例えば、営業スタッフが複数の商談案件を抱えており、その優先順位を決めるために、重要度の高い(受注金額の多い)案件を一目で分かるようグラフ表示したい場合、自分専用のダッシュボードやグラフを作成して確認することができます。

そのほか、顧客に関して新たに管理したい情報(例えば新規取扱商品など)が発生したり、新たに顧客の趣味趣向を管理したいなどの要望が生じたりしたときにも、簡単に画面をカスタマイズして入力項目を追加できます。こちらは、主にシステム管理者が行うことになります。

利用現場にSFA/CRMを定着させるまで
IT部門の役割は終わらない

SFA/CRMは、ただ導入しただけで効果が出るものではありません。導入時に業務に合わせたルールを制定して現場の利用を促し、情報が蓄積されることによって初めて真価が発揮されるのです。よって、利用を推進させるための体制づくりも重要です。
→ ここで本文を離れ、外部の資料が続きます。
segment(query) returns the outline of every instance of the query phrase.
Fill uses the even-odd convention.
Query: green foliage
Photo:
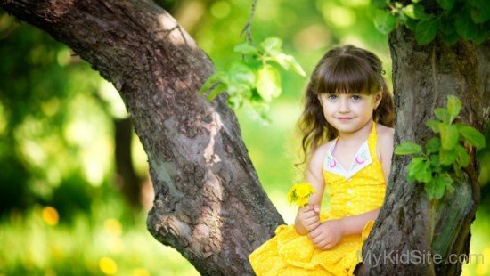
[[[438,36],[445,45],[453,45],[460,38],[477,45],[488,39],[490,5],[485,2],[437,0],[437,6],[413,0],[410,4],[382,0],[371,3],[380,9],[373,21],[381,33],[389,33],[397,24],[402,24],[414,31],[419,45],[427,45]]]
[[[461,176],[461,167],[470,164],[470,156],[461,142],[468,142],[477,149],[486,146],[485,136],[475,128],[453,124],[461,109],[455,96],[448,96],[447,108],[435,110],[438,120],[428,120],[426,126],[438,137],[429,139],[423,147],[404,142],[395,149],[397,155],[415,155],[407,167],[407,180],[424,183],[429,199],[440,199],[447,190],[452,192],[454,182],[453,175]]]
[[[233,63],[225,71],[216,71],[206,80],[198,93],[208,93],[207,100],[212,101],[226,91],[230,107],[238,110],[248,104],[259,118],[267,121],[265,110],[282,93],[281,75],[276,67],[306,75],[294,57],[282,52],[282,45],[281,39],[268,37],[260,43],[259,47],[248,42],[234,46],[234,52],[241,53],[243,61]],[[251,61],[247,61],[246,56],[249,56]]]

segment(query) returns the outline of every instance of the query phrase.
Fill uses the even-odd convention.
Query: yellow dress
[[[382,165],[376,156],[376,124],[366,142],[359,148],[348,170],[344,169],[329,149],[323,161],[325,191],[331,199],[329,209],[320,213],[320,221],[360,215],[380,208],[386,183]],[[344,236],[331,249],[314,247],[309,238],[299,235],[294,225],[280,225],[275,236],[249,256],[257,275],[353,275],[362,262],[361,251],[374,221],[370,220],[358,235]]]

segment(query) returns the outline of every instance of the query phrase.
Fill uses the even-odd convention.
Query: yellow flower
[[[307,203],[308,203],[308,198],[298,198],[296,200],[296,204],[298,204],[298,206],[299,206],[299,207],[304,207]]]
[[[295,183],[288,191],[288,202],[304,207],[309,201],[310,196],[314,192],[314,188],[309,183]]]
[[[296,195],[298,198],[305,198],[309,197],[312,193],[314,193],[314,189],[313,189],[312,185],[310,185],[307,183],[300,183],[296,188]]]

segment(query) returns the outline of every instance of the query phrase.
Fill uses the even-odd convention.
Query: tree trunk
[[[424,122],[433,117],[435,107],[445,107],[450,94],[461,101],[461,121],[485,129],[490,115],[490,44],[475,46],[461,41],[448,47],[437,40],[421,46],[411,31],[399,28],[390,35],[389,45],[396,144],[405,140],[425,143],[431,138]],[[436,205],[428,200],[422,183],[405,181],[410,158],[394,158],[385,203],[363,248],[365,264],[360,275],[461,273],[461,264],[451,264],[448,257],[470,250],[470,227],[480,197],[475,158],[471,151],[466,181],[453,183],[454,192],[446,192]],[[429,256],[432,260],[436,254],[448,264],[429,264]],[[410,255],[412,257],[407,258]]]
[[[131,118],[113,120],[116,163],[116,186],[122,191],[126,200],[135,209],[143,207],[143,179],[139,177],[133,166],[131,142],[133,125]]]
[[[260,187],[225,95],[211,103],[196,95],[214,68],[175,20],[144,0],[0,0],[0,5],[67,44],[120,93],[149,158],[151,234],[201,274],[252,274],[248,255],[283,221]],[[449,93],[462,100],[463,120],[483,129],[489,116],[488,45],[422,47],[402,28],[391,35],[390,45],[397,142],[426,141],[429,130],[421,126]],[[422,186],[404,182],[408,158],[395,159],[361,273],[461,272],[461,264],[376,265],[366,256],[432,248],[444,256],[467,253],[478,201],[474,154],[471,159],[468,181],[434,212],[434,234]]]
[[[264,192],[225,95],[196,92],[214,68],[151,1],[0,0],[112,82],[148,155],[148,229],[205,275],[252,274],[248,255],[283,220]]]

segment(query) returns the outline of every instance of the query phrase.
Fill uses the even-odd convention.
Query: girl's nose
[[[340,105],[339,107],[339,112],[349,112],[350,111],[350,109],[349,109],[349,106],[348,106],[348,100],[341,99],[339,103]]]

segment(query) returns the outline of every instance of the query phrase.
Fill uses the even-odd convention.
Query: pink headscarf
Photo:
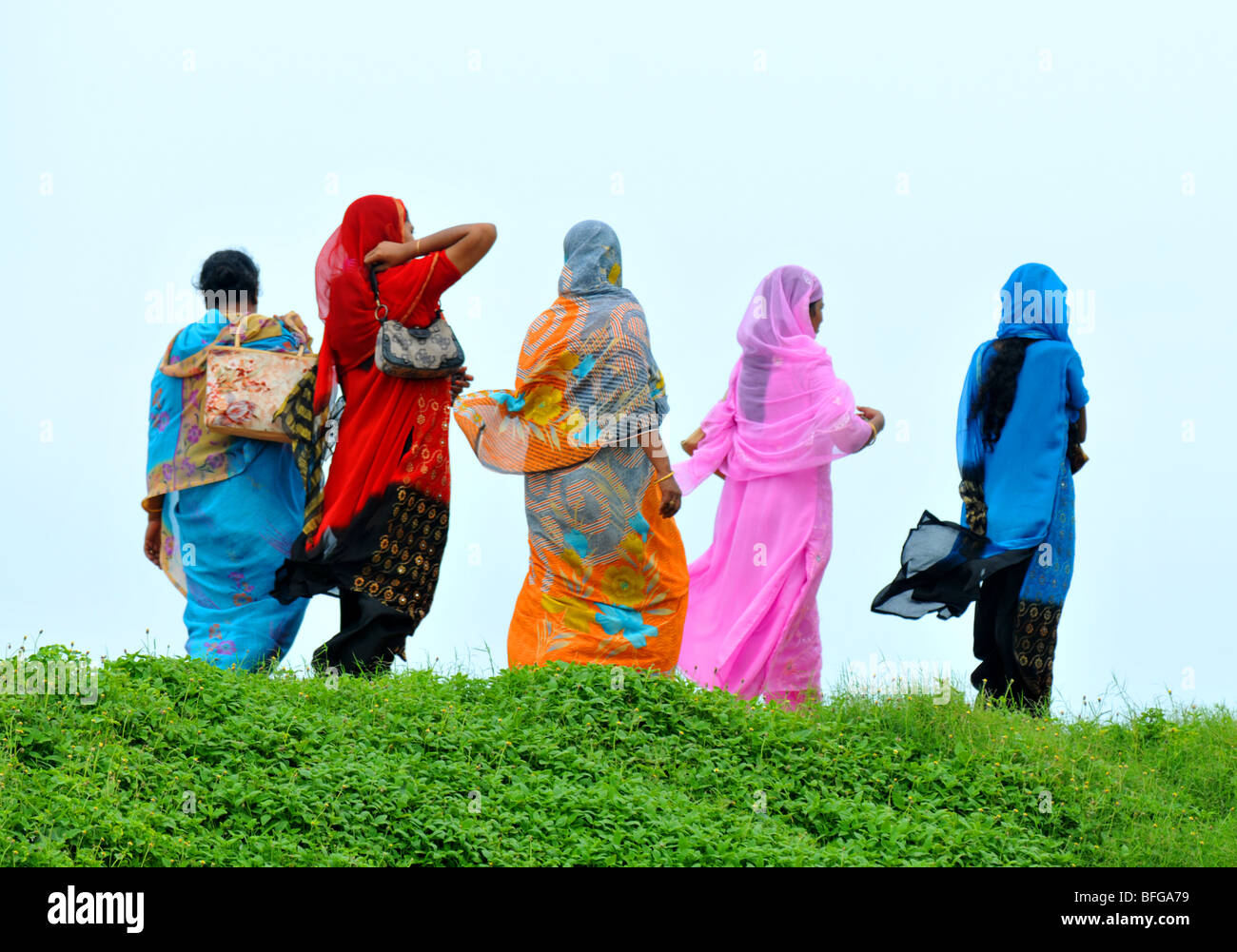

例えば、IT部門がダッシュボードを利用して定期的に現場での情報入力状況を確認することで、利用が進まない部門を特定し、その部門のマネージャに対して、利用を促進するよう指示を出すこともできます。さらにこのとき、利用状況を部門単位で全社的に確認できるようにしておけば、利用状況が経営層や管理層にも明確になります。そのほか、導入に際して利用方法に関する説明会を実施したり、活用メリットを紹介する勉強会を開催することで、SFA/CRM活用の重要性を社員に浸透させるのもIT部門の大事な役割です。ダッシュボードなどを活用して営業スタッフ、担当やチームの実績を可視化し、社員間の協力や競争を促す仕組みとして整備すれば、営業スタッフの利用をさらに促進させることも可能でしょう。

SFA/CRMの運用と改善に利用現場を巻き込み、実際に利用する営業スタッフのニーズに応えることで、システムの定着が図れ、顧客情報の蓄積と活用が加速します。SFA/CRMの導入・運用を通じて、IT部門は経営改革に直接貢献する重要な役割を果たすことになるのです。